Now I want to add technical details, I will give an example of the structure of the Application that I had to use. And since I’m going to talk further about technical details, then everyone who is ready to finish reading this article at this very place, I invite you to the discussion, I will be happy to discuss the issues that have arisen.
Let's return in the structure of the application, I can describe the application in the form of the following groups:

General:
Here I propose to determine the unique identifier of the application, maintain versioning, maintain status, etc.

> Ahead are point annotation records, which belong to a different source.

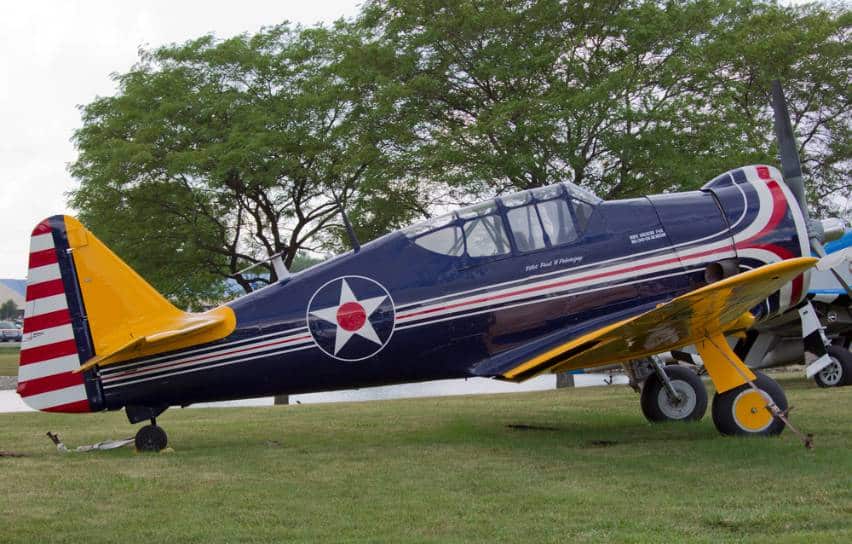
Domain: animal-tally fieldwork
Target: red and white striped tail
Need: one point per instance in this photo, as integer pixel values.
(49, 350)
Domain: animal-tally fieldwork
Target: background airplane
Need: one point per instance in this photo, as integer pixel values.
(545, 280)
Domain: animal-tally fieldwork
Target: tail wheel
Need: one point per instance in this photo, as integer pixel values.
(745, 412)
(839, 371)
(658, 406)
(151, 438)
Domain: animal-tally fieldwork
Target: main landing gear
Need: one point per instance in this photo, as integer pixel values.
(746, 403)
(839, 371)
(151, 438)
(673, 393)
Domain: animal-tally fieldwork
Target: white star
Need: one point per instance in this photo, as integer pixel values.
(362, 308)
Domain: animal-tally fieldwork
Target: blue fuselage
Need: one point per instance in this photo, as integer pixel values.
(399, 312)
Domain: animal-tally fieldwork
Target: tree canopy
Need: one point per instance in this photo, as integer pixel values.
(215, 154)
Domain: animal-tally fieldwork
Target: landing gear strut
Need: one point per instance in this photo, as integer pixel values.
(151, 437)
(673, 393)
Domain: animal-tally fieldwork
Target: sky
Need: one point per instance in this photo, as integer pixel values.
(57, 55)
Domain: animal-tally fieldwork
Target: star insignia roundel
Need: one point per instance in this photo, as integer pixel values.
(351, 318)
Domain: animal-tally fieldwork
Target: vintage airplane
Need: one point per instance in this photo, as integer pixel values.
(544, 280)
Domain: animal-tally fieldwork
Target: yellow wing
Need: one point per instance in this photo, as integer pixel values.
(712, 310)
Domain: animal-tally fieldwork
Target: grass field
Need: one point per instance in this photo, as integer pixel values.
(9, 359)
(433, 470)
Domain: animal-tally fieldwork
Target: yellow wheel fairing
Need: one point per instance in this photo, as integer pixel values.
(751, 412)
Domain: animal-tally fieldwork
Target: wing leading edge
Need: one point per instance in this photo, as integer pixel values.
(705, 313)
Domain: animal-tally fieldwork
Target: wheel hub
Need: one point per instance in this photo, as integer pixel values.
(677, 408)
(750, 411)
(831, 374)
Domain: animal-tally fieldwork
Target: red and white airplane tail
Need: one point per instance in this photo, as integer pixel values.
(52, 347)
(87, 307)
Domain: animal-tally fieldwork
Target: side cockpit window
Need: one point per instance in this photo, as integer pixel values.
(548, 216)
(557, 221)
(486, 236)
(526, 228)
(446, 241)
(536, 219)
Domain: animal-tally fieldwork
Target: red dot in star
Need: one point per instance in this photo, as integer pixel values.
(351, 316)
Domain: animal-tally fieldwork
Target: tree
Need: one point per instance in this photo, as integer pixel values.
(217, 154)
(8, 310)
(626, 98)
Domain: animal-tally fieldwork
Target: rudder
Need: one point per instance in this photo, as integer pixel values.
(56, 338)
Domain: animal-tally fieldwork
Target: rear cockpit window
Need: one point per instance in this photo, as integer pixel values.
(446, 241)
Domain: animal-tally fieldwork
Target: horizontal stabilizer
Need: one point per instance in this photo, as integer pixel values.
(181, 331)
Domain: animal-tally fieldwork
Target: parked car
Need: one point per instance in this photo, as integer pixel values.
(9, 332)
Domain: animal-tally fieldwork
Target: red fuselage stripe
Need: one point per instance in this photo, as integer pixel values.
(76, 407)
(49, 383)
(43, 258)
(47, 321)
(204, 358)
(554, 284)
(50, 351)
(45, 289)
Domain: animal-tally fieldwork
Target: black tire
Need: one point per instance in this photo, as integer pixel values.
(742, 411)
(839, 372)
(657, 406)
(151, 438)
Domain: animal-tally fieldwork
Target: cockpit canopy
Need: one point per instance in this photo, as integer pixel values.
(526, 221)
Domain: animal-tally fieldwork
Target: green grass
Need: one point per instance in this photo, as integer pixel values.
(433, 470)
(9, 359)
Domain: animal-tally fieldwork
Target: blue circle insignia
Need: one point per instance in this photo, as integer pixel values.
(351, 318)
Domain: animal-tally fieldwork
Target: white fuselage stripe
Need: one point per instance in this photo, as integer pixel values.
(41, 274)
(45, 305)
(46, 337)
(40, 242)
(49, 367)
(57, 397)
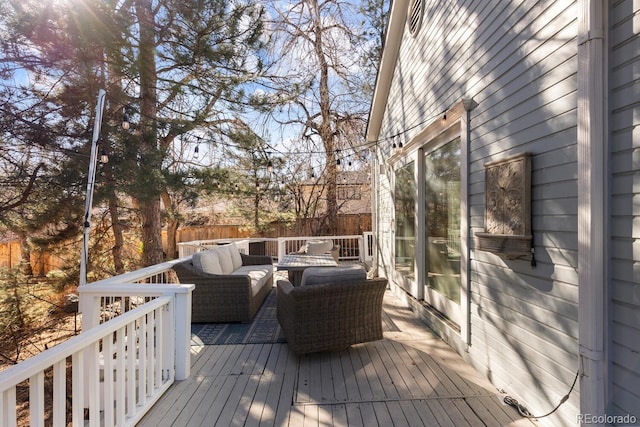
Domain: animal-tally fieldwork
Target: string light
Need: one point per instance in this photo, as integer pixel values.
(104, 158)
(126, 119)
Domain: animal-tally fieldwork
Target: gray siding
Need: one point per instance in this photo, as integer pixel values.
(624, 145)
(517, 59)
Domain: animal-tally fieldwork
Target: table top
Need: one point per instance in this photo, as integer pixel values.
(303, 261)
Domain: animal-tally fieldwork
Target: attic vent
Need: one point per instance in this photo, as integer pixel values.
(416, 10)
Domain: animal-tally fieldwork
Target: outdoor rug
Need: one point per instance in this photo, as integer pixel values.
(264, 328)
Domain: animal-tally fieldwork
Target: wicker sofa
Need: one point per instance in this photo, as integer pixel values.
(330, 313)
(226, 291)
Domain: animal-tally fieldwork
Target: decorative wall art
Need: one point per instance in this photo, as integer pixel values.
(507, 208)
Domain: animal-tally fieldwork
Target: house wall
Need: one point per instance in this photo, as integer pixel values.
(624, 147)
(517, 60)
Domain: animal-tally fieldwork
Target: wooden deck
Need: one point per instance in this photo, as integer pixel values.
(410, 378)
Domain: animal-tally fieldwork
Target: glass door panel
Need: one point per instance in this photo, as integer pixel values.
(442, 232)
(405, 210)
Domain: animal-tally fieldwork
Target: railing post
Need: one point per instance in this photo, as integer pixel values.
(281, 248)
(89, 306)
(361, 249)
(183, 332)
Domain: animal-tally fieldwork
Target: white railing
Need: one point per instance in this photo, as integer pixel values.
(135, 340)
(352, 248)
(117, 369)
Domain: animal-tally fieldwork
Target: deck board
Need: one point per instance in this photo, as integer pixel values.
(409, 378)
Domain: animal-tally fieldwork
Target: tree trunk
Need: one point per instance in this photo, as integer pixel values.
(150, 158)
(325, 129)
(118, 230)
(151, 232)
(25, 257)
(173, 223)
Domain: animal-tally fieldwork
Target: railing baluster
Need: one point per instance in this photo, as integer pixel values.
(131, 367)
(36, 400)
(77, 387)
(121, 375)
(60, 393)
(107, 378)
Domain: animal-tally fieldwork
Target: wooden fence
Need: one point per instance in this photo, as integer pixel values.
(42, 262)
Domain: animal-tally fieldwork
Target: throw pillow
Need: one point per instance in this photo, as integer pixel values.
(225, 259)
(209, 262)
(319, 247)
(321, 275)
(195, 260)
(236, 259)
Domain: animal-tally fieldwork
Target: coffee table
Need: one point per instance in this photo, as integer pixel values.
(295, 264)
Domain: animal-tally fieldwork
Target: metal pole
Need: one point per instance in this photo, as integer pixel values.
(91, 178)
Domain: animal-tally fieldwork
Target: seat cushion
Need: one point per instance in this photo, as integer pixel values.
(319, 247)
(207, 261)
(259, 275)
(320, 275)
(224, 256)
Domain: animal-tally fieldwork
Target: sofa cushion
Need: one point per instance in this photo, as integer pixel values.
(208, 261)
(195, 261)
(258, 274)
(320, 275)
(319, 247)
(224, 256)
(235, 255)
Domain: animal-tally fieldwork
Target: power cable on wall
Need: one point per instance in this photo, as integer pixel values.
(525, 412)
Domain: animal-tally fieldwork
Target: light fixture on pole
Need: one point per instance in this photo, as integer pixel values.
(91, 178)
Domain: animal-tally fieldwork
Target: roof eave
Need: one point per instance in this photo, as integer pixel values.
(393, 39)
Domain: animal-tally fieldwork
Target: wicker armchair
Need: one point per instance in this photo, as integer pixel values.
(224, 297)
(330, 316)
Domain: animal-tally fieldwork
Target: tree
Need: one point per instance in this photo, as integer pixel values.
(318, 84)
(174, 67)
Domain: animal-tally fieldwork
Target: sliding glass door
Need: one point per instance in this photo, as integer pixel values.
(442, 230)
(405, 214)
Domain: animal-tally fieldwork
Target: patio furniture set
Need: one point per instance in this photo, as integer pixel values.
(322, 307)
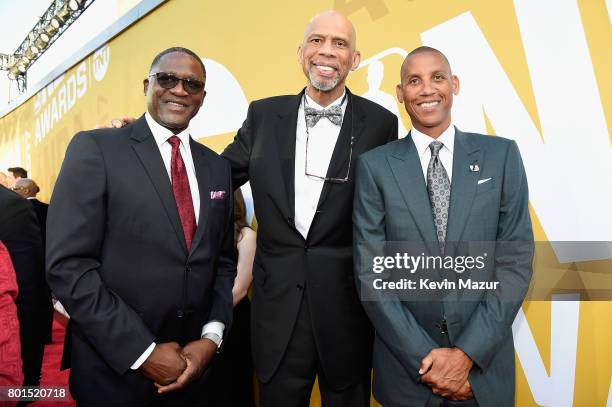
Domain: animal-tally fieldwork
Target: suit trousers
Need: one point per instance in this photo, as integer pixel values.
(291, 385)
(442, 403)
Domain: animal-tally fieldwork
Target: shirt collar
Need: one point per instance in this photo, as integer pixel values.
(162, 134)
(312, 103)
(422, 141)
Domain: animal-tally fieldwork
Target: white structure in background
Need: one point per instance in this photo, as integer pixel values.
(225, 108)
(376, 74)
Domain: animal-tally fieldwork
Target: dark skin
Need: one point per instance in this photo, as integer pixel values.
(197, 355)
(169, 366)
(174, 108)
(427, 88)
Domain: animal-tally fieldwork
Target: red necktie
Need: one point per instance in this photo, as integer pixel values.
(181, 191)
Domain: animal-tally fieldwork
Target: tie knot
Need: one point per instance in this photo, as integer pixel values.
(435, 147)
(174, 141)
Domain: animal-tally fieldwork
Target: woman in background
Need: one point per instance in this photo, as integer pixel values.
(232, 376)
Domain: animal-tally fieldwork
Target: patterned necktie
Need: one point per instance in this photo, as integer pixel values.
(333, 114)
(438, 187)
(181, 191)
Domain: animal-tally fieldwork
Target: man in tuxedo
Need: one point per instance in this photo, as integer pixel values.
(20, 233)
(28, 189)
(441, 186)
(297, 152)
(140, 249)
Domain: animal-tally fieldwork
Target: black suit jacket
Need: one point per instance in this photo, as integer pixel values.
(20, 233)
(263, 153)
(117, 258)
(41, 208)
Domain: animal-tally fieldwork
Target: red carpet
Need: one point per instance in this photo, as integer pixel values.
(51, 375)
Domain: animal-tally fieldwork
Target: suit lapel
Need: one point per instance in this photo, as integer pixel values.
(285, 136)
(352, 127)
(204, 183)
(148, 153)
(406, 167)
(463, 185)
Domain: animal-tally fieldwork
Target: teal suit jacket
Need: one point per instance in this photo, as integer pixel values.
(391, 204)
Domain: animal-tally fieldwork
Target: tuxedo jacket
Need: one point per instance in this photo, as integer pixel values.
(41, 208)
(263, 152)
(488, 203)
(117, 258)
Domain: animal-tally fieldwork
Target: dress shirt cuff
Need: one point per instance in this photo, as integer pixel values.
(143, 357)
(214, 327)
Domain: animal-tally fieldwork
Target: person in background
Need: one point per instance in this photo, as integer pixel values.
(20, 233)
(28, 189)
(4, 181)
(232, 380)
(15, 173)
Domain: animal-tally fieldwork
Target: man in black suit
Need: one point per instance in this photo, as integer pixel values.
(140, 249)
(20, 233)
(298, 153)
(28, 189)
(15, 174)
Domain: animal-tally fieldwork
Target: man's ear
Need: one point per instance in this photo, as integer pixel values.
(398, 92)
(356, 60)
(455, 85)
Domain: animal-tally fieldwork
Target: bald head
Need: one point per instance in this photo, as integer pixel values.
(26, 187)
(327, 55)
(423, 50)
(332, 18)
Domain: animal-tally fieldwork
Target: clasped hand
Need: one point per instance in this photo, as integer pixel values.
(445, 371)
(172, 368)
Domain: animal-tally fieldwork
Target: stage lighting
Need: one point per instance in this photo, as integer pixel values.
(75, 4)
(29, 54)
(13, 72)
(41, 44)
(50, 29)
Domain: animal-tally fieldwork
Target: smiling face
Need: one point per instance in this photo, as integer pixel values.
(328, 52)
(174, 108)
(427, 90)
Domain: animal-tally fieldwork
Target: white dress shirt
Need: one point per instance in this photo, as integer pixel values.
(422, 142)
(321, 144)
(161, 135)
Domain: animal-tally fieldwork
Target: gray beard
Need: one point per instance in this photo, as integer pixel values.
(323, 86)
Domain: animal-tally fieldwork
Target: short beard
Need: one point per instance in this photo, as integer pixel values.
(323, 86)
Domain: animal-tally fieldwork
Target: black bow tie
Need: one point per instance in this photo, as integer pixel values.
(333, 114)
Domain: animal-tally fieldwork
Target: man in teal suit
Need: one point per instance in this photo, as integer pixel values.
(439, 186)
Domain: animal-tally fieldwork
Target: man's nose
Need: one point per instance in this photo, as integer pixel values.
(179, 89)
(327, 48)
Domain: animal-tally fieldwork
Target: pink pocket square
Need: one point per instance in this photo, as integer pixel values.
(217, 194)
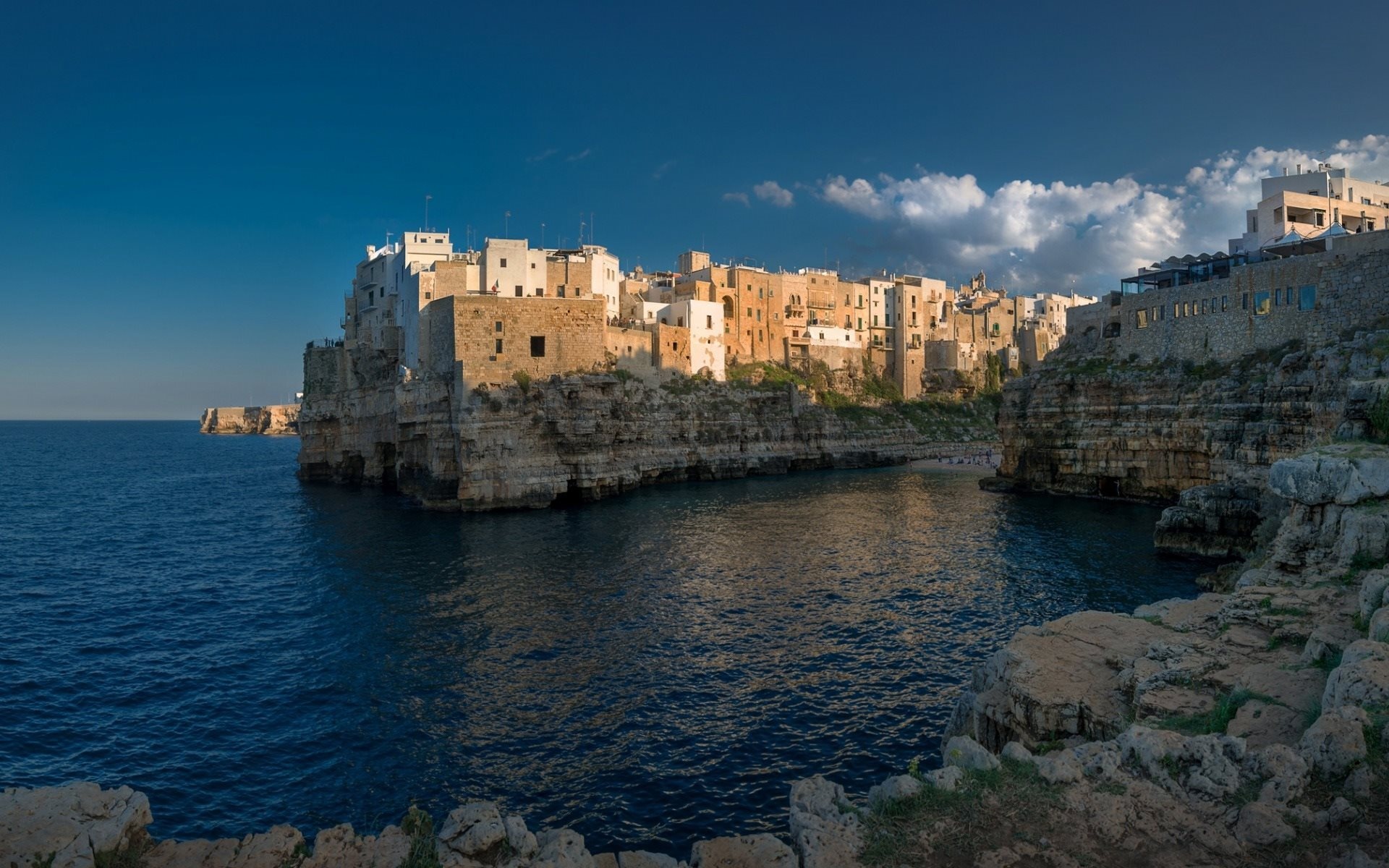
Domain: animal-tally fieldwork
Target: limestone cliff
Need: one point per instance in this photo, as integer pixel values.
(590, 436)
(270, 420)
(1202, 434)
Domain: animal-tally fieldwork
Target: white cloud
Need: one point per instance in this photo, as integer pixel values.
(1034, 237)
(776, 193)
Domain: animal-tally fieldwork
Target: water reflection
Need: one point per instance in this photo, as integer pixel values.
(647, 670)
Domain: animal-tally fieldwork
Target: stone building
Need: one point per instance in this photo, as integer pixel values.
(486, 339)
(1260, 306)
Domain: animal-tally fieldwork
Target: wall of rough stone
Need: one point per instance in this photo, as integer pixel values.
(464, 335)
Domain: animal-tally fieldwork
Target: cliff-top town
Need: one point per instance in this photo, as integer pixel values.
(511, 307)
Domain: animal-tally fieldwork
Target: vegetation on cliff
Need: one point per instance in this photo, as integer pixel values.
(868, 400)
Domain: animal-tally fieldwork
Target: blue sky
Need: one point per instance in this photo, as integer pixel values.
(184, 190)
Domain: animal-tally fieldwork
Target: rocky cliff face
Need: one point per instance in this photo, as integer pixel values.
(270, 420)
(1206, 435)
(590, 436)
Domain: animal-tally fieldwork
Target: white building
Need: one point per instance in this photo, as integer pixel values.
(385, 289)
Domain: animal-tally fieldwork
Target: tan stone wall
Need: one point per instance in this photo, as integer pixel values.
(1220, 318)
(575, 278)
(634, 350)
(573, 333)
(673, 349)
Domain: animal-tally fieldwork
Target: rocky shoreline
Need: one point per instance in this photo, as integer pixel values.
(588, 436)
(1236, 728)
(270, 420)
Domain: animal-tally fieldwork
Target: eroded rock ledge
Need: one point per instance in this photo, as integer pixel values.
(270, 420)
(590, 436)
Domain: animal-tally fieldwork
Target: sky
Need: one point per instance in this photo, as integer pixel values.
(187, 188)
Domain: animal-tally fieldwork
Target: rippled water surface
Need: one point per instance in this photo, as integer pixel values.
(179, 614)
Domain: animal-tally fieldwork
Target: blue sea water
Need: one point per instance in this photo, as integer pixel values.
(179, 614)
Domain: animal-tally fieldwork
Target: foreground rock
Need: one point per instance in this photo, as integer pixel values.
(69, 825)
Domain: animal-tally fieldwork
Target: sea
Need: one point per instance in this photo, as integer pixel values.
(178, 613)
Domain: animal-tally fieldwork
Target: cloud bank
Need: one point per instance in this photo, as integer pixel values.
(776, 193)
(1052, 237)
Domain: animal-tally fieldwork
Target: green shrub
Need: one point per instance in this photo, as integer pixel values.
(418, 825)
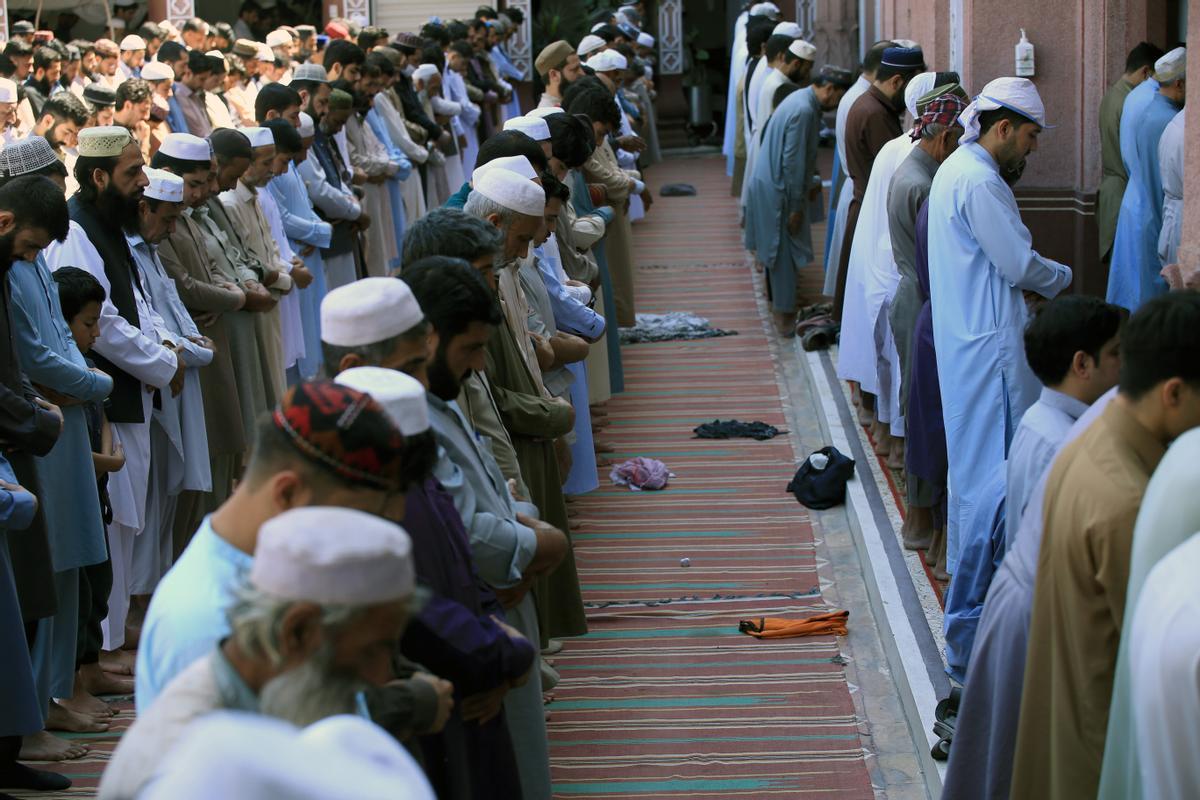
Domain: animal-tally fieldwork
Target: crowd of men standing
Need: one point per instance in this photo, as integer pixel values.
(1039, 432)
(269, 295)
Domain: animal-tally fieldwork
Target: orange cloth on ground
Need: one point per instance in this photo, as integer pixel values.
(777, 627)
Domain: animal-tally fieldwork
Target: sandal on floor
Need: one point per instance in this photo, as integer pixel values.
(820, 337)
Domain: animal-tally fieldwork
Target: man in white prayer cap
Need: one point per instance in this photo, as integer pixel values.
(459, 632)
(130, 347)
(982, 268)
(330, 591)
(339, 758)
(179, 449)
(1134, 270)
(533, 127)
(247, 215)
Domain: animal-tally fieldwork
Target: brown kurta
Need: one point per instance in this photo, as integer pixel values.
(873, 121)
(534, 421)
(1113, 182)
(1093, 494)
(603, 168)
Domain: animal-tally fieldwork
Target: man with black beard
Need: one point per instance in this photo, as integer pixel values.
(315, 627)
(504, 533)
(33, 211)
(111, 176)
(558, 65)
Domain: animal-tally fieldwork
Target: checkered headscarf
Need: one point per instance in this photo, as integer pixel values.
(346, 432)
(25, 156)
(943, 109)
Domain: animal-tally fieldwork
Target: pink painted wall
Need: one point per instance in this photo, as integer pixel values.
(1080, 47)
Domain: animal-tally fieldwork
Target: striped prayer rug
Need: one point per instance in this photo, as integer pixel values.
(664, 697)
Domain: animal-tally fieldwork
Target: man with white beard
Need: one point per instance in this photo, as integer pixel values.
(316, 626)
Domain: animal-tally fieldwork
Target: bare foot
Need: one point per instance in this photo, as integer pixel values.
(96, 681)
(85, 703)
(881, 438)
(45, 746)
(61, 719)
(119, 662)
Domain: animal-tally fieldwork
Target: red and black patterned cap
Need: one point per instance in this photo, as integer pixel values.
(346, 431)
(943, 109)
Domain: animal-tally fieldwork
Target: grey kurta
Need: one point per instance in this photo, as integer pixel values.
(1108, 199)
(909, 188)
(777, 186)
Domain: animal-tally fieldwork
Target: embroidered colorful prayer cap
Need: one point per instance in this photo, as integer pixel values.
(27, 156)
(346, 432)
(943, 109)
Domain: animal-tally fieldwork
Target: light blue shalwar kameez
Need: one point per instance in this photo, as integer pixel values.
(778, 186)
(981, 259)
(1134, 269)
(305, 229)
(67, 495)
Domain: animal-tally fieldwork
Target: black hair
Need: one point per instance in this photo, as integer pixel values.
(886, 72)
(781, 92)
(287, 137)
(511, 143)
(1065, 326)
(989, 119)
(874, 56)
(553, 187)
(381, 62)
(275, 97)
(571, 139)
(172, 52)
(1144, 55)
(345, 53)
(64, 107)
(599, 104)
(36, 202)
(135, 90)
(451, 233)
(778, 44)
(229, 144)
(198, 62)
(759, 30)
(77, 288)
(45, 56)
(453, 295)
(1159, 342)
(179, 166)
(436, 34)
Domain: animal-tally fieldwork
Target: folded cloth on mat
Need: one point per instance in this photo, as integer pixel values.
(732, 428)
(777, 627)
(672, 325)
(641, 474)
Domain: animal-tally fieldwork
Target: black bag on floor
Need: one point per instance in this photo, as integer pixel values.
(822, 487)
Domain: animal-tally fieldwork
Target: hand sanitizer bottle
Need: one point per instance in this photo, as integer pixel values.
(1024, 58)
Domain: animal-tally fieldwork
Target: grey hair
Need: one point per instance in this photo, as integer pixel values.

Responsible - the person acting on the part of the Customer, who oversees the creation of the Application. Responsible obligatory attribute of the Application, it may change, but it can not be. The circle of persons who have the opportunity to initiate the process of creating an Application is proposed to be determined in the Regulations.

Configuration Units (CU) is a list of objects for which the conditions of this application are necessary. Information about the KE should be fully sufficient for its unambiguous identification. At the design stage of the monitoring system, it is proposed to develop a KE plan, their possible types and necessary attributes.
Depending on the monitoring system architecture, the list of CIs in the application can be generated manually or based on the data of the detection of infrastructure objects (there are specialized systems that are able to inventory the entire IT infrastructure). The list of KE in the application is also allowed to be generated automatically based on the condition (For example: all servers belonging to a specific subnet, this can be a link to a query in the database where information about infrastructure objects is stored).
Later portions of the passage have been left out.